When you take extra effort to post a visual, such as an infographic, an ebook, white paper, video, etc., it stands out among the rest of the content. Plus, visuals tend to get shared more than written content in many scenarios.

Visuals in LinkedIn Groups

6. Beware of cross-posting in different groups

If you post the exact same post/content in a number of groups, you need to be careful. Many people are members of multiple LinkedIn groups.

If you do adopt this practice, you'll want to vary the text about the post and the posting schedule. Otherwise, it comes off as lazy and promotional. Nobody likes someone who spams several groups with the same post.

7. Be polite

Thank members for their feedback and comments on your post. Also make sure to respond to questions or comments as you get notified on your LinkedIn account.

Don't forget to be polite!

 8. Connect with members through LinkedIn

Being part of a group is a natural way to build relationships. And it makes sense to reach out and ask for a connection with someone who is in the same group as you.

Here are some good times to reach out for a new connection:

  1. After someone has commented on one of your posts (thank them for their comments in your LinkedIn invite)
  2. After you've had a quick conversation on their LinkedIn post in the group.

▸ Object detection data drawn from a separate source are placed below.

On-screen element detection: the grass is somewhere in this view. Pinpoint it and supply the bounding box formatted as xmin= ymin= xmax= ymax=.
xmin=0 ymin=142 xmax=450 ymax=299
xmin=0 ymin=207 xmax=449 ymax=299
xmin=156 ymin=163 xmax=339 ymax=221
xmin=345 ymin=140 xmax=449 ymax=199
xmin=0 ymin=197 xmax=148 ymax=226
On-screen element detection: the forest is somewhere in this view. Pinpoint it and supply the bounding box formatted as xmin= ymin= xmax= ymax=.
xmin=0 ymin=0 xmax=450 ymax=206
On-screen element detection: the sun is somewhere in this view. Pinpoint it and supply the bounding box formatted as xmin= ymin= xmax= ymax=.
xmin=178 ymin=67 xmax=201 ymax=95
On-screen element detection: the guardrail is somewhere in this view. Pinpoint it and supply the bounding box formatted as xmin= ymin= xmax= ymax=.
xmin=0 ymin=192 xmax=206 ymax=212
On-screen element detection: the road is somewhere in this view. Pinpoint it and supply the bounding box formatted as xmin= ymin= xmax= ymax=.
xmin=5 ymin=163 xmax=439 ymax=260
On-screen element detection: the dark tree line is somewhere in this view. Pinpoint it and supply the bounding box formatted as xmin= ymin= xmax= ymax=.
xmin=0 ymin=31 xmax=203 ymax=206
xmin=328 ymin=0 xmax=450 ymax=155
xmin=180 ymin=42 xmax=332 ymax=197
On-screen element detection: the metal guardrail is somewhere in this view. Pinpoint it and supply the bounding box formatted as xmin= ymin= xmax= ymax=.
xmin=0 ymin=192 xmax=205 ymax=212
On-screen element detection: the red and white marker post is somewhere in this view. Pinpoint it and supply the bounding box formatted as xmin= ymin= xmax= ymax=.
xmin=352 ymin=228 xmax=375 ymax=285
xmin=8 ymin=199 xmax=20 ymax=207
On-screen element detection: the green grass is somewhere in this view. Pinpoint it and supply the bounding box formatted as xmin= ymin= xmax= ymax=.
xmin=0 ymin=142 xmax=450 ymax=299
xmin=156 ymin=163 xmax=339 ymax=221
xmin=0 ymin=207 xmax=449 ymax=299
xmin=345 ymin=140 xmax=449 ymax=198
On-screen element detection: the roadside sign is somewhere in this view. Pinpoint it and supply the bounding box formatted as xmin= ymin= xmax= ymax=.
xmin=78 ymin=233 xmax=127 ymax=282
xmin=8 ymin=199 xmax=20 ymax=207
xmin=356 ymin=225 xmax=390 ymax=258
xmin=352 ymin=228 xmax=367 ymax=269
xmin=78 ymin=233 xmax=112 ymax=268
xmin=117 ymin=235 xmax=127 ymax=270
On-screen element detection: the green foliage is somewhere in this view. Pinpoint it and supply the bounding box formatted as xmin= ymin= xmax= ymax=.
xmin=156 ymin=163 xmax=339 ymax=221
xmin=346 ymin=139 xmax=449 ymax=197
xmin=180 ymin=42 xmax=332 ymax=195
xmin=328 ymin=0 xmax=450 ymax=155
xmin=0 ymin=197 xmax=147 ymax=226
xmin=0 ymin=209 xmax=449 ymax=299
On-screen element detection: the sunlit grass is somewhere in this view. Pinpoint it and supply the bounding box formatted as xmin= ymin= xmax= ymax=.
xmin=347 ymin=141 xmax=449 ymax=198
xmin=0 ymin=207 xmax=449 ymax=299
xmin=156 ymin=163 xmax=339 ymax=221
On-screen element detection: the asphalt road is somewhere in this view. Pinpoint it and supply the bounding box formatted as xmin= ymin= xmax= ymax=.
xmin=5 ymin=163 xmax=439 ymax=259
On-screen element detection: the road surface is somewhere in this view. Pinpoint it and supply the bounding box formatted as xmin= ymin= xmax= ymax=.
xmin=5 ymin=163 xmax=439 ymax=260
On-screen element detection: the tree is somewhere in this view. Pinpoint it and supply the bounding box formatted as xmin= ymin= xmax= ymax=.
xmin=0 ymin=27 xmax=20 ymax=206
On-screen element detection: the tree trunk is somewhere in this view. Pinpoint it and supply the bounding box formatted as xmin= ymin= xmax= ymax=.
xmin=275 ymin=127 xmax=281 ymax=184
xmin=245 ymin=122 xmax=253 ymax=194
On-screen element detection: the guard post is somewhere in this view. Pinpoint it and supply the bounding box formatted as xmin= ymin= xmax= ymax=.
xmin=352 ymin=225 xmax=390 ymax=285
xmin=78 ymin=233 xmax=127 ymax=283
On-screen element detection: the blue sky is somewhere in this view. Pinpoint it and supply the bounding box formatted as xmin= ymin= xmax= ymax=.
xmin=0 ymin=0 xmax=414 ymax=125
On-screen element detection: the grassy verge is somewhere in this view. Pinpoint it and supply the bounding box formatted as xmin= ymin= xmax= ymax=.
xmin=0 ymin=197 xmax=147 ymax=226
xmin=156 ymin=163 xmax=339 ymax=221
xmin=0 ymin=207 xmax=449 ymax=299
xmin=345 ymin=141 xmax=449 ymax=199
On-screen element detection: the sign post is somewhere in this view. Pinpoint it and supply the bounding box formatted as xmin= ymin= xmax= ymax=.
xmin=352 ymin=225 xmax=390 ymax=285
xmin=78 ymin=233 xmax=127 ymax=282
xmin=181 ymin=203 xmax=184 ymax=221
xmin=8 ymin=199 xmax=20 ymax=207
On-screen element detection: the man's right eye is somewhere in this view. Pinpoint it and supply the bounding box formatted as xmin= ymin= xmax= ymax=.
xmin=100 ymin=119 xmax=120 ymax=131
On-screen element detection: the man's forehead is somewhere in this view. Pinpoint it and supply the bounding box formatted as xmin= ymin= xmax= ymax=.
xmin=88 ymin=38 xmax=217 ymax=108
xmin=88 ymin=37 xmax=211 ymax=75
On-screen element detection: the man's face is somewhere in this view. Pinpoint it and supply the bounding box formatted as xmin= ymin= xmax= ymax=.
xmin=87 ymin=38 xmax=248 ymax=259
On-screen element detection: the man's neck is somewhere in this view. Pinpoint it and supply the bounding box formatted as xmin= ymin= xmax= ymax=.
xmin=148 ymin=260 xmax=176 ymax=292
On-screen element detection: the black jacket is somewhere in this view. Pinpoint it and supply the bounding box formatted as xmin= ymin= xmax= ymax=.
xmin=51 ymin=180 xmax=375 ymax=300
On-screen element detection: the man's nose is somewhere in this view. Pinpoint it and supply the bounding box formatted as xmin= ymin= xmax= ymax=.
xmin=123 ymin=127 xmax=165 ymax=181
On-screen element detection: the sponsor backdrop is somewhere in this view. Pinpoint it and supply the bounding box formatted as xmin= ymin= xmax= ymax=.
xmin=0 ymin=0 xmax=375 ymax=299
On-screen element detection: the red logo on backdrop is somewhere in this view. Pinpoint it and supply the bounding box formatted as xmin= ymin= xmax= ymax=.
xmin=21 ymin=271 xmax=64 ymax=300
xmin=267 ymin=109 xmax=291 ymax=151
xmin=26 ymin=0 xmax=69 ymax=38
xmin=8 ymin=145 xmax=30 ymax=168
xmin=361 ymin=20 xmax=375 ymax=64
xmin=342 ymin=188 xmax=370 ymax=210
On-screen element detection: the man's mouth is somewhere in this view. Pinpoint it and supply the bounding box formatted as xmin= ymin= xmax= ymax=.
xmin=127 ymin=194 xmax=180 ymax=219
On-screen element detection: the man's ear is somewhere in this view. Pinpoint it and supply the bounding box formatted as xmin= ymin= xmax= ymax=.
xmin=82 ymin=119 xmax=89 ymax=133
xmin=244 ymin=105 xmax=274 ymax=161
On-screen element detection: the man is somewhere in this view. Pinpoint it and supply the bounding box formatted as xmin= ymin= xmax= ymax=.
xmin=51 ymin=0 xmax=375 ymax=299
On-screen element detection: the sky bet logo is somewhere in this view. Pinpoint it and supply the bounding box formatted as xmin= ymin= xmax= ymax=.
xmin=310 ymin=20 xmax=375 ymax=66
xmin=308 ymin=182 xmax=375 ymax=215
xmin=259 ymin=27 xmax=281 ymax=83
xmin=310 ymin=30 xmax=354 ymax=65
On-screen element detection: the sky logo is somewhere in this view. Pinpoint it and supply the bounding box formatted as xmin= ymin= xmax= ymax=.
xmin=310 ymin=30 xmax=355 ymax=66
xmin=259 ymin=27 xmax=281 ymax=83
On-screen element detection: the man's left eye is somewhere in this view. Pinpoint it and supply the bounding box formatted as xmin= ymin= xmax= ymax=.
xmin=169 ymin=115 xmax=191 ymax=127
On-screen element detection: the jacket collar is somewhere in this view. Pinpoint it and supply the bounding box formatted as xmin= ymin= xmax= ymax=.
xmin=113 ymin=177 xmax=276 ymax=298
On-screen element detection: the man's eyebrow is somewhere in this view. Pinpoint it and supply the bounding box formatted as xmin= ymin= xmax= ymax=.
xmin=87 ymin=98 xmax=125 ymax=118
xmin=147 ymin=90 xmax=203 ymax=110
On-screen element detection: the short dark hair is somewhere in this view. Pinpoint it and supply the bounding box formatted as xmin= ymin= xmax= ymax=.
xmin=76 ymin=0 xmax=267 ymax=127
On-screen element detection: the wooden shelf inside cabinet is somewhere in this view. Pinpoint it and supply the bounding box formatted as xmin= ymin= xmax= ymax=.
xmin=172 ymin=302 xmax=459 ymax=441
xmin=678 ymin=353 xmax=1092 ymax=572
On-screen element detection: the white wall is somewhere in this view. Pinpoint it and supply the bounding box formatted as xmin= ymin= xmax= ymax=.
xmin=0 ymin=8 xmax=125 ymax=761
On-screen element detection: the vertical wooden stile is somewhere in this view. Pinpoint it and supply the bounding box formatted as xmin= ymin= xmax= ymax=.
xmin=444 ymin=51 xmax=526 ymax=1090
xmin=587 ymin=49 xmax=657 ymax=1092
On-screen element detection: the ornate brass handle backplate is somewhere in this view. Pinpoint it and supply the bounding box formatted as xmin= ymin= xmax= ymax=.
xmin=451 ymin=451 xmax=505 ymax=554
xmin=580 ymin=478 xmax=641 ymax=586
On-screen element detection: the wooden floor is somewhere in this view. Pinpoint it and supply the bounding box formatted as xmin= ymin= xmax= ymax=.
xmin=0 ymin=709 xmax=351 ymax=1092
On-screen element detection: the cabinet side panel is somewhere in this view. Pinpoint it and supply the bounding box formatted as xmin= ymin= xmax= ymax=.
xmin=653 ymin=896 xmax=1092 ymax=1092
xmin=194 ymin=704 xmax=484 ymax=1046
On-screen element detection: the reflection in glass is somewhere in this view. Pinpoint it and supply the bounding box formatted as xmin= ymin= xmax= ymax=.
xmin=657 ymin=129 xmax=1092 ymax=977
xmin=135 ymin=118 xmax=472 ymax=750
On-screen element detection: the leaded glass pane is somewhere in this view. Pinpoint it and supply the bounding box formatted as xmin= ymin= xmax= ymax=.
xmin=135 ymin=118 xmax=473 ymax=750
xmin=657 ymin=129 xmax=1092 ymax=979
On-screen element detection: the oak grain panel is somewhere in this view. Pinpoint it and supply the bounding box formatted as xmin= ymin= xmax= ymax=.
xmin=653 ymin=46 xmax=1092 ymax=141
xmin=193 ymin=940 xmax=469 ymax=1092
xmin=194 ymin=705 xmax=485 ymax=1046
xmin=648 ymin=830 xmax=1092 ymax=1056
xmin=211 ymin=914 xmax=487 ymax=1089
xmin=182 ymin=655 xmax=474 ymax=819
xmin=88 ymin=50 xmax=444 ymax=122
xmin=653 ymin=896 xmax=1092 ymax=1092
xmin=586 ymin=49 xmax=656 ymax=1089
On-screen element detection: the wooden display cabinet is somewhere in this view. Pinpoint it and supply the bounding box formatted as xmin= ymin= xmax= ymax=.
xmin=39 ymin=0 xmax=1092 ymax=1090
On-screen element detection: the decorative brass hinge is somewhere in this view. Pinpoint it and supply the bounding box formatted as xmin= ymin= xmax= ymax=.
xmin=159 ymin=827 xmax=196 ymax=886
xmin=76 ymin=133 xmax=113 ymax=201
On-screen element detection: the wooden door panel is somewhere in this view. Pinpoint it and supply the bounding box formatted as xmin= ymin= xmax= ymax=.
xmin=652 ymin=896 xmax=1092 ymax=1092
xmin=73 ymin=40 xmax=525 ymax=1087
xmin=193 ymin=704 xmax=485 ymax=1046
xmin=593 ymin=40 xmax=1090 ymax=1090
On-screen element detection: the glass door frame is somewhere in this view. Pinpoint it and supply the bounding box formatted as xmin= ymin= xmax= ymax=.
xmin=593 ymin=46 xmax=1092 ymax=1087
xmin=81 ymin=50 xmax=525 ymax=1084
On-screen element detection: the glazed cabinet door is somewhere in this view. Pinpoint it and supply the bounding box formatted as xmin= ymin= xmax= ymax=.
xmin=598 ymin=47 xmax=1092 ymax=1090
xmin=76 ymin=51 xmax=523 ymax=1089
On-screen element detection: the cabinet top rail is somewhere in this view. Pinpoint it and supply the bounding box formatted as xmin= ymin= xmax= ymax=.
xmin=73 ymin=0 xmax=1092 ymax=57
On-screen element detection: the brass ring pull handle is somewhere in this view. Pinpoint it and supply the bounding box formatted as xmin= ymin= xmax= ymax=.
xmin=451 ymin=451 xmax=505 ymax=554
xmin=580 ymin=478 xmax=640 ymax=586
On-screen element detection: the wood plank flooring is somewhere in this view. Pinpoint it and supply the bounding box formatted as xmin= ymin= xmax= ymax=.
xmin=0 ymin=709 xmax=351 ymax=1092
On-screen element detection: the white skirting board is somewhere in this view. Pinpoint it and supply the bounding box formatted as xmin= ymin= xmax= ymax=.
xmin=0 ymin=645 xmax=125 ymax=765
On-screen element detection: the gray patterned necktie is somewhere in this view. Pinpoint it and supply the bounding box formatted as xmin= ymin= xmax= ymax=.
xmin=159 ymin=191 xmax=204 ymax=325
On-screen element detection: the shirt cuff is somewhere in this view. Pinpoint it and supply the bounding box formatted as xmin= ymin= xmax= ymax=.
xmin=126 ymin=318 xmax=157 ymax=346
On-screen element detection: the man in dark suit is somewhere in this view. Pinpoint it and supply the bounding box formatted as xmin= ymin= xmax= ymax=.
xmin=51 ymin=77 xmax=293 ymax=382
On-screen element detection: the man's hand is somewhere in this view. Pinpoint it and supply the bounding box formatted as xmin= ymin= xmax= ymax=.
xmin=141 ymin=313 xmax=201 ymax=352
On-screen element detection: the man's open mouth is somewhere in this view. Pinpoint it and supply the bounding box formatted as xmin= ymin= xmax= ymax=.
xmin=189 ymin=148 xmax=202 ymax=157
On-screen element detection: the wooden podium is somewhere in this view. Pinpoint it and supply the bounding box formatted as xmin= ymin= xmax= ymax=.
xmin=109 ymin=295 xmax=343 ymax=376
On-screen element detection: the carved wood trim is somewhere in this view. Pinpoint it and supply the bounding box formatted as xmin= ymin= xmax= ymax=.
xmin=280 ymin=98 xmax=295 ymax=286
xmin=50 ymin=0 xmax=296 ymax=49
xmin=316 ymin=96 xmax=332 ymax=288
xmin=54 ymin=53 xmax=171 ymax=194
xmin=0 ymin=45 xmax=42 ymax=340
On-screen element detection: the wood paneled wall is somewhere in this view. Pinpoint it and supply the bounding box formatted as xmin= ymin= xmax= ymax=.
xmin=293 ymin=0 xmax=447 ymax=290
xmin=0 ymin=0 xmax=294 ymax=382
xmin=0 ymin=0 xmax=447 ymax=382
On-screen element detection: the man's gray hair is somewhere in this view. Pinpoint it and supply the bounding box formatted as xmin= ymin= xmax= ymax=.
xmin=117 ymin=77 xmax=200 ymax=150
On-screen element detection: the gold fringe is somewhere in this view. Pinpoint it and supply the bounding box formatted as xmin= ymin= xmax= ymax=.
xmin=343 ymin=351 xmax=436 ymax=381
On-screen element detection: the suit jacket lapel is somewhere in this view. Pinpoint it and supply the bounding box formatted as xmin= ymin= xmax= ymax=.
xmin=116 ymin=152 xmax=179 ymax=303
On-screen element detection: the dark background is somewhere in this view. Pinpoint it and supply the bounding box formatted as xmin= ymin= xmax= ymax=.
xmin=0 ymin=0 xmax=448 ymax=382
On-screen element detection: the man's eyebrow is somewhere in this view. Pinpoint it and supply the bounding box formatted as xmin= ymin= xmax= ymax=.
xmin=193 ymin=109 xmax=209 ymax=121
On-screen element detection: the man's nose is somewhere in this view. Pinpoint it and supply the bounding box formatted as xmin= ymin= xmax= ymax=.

To give you a few more tools in your toolbox, here are a few final hacks to master your participation on LinkedIn and in LinkedInGroups. 

  1. Use a tool like Feedly to keep an eye on relevant industry news that you can share.
  2. Don’t forget to spruce up your profile—make sure it’s an accurate representation of you to the groups.
  3. Choose groups that represent what you stand for and are passionate about—your groups show on your profile and say something about your personal brand.
  4. Find a good mix of groups that showcase your personal, professional, and social interests.
  5. Add visuals to your posts with easy-to-use design tools like Pablo by Buffer, Canva, or Visme. Again, this can have a huge impact on overall engagement with your content.
  6. Share quickly to your groups from your LinkedIn feed. When you click to share a post or article within LinkedIn, click “Public” and you’ll see a dropdown menu to share it in your groups. But remember to mix up your posts to keep it original. Don’t just cross-post!
  7. Make time to engage with your LinkedIn Groups. Set a reminder on your calendar and spend 5-10 minutes each week commenting on others’ posts or sharing industry insights. It doesn’t take long to have a big impact. Check out Ali Schwanke’s LinkedIn marketing routine that can be done in just 15 minutes a day!

You’re ready to get started! Choose 2-3 LinkedIn Groups in your area of expertise and join the conversation. Use these tips, do it consistently, and watch your credibility and connections grow!